The United States government says it spent a staggering $840m (Shs 2.9tn) on development programmes in Uganda last year, unhealthy Chimp
This is contained in a report released by the United States embassy here in Kampala.
It shows that in the Fiscal Year 2016, physician U.S. government assistance to Uganda totaled more than $840 million, “supporting programs in health, economic development, security, education, and several other areas in every corner of the country.”
More than half of that assistance, some $488 million, was dedicated to programs in the health sector, including efforts to control the spread of HIV, combat infectious diseases, and build stronger and more effective health systems.
The work of the U.S. Mission in Uganda is carried out by several U.S. government agencies and programs, including the Departments of State and Defense, the U.S. Agency for International Development, the Centers for Disease Control and Prevention, the U.S. President’s Emergency Plan for AIDS Relief, the Peace Corps, and the National Institutes of Health.
Releasing the Report, U.S. Ambassador to Uganda Deborah R. Malac explained the rationale behind American aid activities.
“The objective of our programs is simple: we want to help Ugandans create a healthy, prosperous and stable country with just and democratic governance, which will in turn produce an inclusive, educated, and empowered population,” she observed.
“We believe this is the future that all Ugandans – regardless of age, gender, religion, ethnicity, sexual orientation, or political beliefs – deserve.
That’s why the United States invests in Uganda: we want to see its people live up to their full potential.”
Uganda maintains healthy ties with the U.S. government.
However, U.S. has since maintained its tough stance on respect of human rights and previously withheld aid over the same.
The timing of the report is significant as Ugandan officials have in the past expressed reservations that a huge portion of U.S. aid is handed to NGOs and goes back home through funding of its own agencies.
Uganda also appears to have found China a better alternative in financing its infrastructure projects.
But U.S. officials said more than half of all U.S. assistance to Uganda in FY16 – some $488 million – was dedicated to programs in the health sector, including efforts to limit the spread HIV, tuberculosis, and malaria, improve the nutrition of vulnerable populations, and keep mothers and babies healthy before and after childbirth.
And that roughly one-third of American aid programs in this same period focused on activities relating to Uganda’s stability – by promoting conflict mitigation, providing protection for refugees, or bolstering the country’s ability to detect and manage infectious disease outbreaks.
U.S. funding also went to programs that sought to improve literacy, increase trade, protect the environment, defend human rights and the rule of law, and develop the skills of Uganda’s youth and entrepreneurs.
The Embassy said these programs have produced tangible benefits for the people of Uganda, made possible in large part to the partnerships and collaboration Americans and Ugandans have forged over the years.
For example, reads the report, more than 90 percent of all HIV-positive Ugandans receive their medicines through funding from the U.S. President’s Emergency Plan for AIDS Relief, helping them to live longer, more productive lives.

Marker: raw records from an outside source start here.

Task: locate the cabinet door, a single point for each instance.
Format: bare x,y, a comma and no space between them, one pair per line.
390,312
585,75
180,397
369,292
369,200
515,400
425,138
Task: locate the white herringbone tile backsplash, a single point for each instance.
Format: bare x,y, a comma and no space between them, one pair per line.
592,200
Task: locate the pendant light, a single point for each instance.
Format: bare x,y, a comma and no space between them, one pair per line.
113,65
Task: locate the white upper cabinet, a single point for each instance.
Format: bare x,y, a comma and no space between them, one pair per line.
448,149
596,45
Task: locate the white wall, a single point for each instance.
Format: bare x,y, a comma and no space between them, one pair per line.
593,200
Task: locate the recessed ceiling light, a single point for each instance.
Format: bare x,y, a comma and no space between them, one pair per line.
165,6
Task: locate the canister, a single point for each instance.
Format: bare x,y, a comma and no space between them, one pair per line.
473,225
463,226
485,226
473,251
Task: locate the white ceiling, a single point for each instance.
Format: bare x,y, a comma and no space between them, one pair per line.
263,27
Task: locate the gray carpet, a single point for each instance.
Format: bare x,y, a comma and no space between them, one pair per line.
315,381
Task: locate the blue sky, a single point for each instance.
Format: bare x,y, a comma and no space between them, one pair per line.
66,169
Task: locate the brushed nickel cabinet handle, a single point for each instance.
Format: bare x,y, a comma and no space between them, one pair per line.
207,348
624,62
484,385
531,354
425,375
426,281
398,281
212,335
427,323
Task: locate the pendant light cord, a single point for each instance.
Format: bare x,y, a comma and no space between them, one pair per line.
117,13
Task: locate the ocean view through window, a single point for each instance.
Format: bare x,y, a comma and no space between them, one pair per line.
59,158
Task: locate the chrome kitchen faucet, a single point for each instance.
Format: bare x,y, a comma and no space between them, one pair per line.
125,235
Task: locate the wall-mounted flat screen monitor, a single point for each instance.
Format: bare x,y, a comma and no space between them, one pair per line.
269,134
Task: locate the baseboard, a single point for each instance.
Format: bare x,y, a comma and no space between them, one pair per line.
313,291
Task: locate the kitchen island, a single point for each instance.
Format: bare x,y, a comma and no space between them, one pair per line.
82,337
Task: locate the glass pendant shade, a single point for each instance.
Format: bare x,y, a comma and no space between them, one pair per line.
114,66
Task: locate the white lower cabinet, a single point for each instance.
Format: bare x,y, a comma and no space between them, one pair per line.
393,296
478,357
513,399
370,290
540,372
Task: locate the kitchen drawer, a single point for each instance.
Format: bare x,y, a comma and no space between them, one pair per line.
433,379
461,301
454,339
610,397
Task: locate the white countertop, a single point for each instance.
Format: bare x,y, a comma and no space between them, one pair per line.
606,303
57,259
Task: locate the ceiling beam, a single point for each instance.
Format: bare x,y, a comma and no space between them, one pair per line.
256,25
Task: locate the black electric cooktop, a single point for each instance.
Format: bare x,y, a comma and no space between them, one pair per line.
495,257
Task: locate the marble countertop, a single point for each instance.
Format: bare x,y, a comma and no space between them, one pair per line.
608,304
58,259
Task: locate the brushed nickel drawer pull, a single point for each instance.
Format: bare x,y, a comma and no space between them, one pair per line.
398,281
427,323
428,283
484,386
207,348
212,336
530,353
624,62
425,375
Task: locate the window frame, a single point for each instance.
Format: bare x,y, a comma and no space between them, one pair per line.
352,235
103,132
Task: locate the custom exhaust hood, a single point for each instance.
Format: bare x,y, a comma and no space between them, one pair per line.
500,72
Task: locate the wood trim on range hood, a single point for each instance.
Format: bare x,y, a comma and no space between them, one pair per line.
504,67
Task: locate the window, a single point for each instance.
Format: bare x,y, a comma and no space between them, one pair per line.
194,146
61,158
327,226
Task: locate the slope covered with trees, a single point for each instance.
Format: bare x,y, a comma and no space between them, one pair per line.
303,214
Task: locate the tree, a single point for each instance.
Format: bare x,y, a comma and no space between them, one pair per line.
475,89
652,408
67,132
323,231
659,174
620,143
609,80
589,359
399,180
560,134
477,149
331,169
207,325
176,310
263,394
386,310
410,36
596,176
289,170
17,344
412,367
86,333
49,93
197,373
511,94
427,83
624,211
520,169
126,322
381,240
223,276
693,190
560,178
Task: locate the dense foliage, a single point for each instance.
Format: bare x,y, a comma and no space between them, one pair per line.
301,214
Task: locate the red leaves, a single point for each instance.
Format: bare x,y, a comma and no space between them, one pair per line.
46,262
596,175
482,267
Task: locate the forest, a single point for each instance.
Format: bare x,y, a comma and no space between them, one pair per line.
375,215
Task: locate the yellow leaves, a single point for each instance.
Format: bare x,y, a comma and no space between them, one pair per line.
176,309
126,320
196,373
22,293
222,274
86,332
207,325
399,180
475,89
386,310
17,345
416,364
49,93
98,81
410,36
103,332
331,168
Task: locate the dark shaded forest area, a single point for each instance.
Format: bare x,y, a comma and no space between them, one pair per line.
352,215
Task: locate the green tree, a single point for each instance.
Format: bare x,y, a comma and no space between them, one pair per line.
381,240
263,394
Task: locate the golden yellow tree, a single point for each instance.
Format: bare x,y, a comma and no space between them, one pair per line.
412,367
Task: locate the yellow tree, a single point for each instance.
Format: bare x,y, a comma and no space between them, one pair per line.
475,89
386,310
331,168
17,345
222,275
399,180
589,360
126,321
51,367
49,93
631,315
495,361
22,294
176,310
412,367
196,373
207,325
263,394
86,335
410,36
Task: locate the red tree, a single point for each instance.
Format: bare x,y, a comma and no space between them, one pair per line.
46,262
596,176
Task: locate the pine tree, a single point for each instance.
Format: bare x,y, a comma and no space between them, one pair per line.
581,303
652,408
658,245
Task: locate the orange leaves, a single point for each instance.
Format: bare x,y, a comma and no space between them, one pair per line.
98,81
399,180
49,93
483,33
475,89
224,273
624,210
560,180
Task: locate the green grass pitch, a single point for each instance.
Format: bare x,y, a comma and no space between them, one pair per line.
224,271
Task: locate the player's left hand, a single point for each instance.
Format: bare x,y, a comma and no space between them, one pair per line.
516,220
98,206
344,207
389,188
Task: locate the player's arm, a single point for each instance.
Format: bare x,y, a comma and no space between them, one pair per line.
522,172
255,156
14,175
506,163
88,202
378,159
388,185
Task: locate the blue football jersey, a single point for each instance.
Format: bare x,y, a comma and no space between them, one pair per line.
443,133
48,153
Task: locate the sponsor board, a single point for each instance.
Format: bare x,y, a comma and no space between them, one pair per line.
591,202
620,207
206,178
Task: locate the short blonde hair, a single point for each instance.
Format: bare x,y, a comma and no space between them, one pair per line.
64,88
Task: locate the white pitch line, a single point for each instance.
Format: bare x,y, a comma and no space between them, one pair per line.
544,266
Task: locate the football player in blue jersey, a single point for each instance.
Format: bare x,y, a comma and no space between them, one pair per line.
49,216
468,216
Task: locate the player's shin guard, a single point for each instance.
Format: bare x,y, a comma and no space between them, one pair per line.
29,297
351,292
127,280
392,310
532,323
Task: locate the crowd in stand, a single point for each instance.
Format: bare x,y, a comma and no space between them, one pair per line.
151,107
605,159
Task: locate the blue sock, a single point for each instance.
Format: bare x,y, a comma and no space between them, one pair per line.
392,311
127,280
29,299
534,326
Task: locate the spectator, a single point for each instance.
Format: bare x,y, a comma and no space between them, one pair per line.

It further showed that Ugandan farmers participating in U.S and Feed the Future activities are exporting 50 percent more maize than they were five years ago, contributing to higher incomes and shared prosperity.
Officials maintained U.S.-funded training programs have helped investigate and control some 50 disease outbreaks during the past two years, keeping citizens and the region healthy.
According to the report, more than 500 journalists last year received training through U.S.-funded programs, “helping keep officials accountable and Ugandans better informed.”
U.S.-backed activities in the education sector, meanwhile, are said to be helping to improve literacy for an estimated 3.5 million children across the country.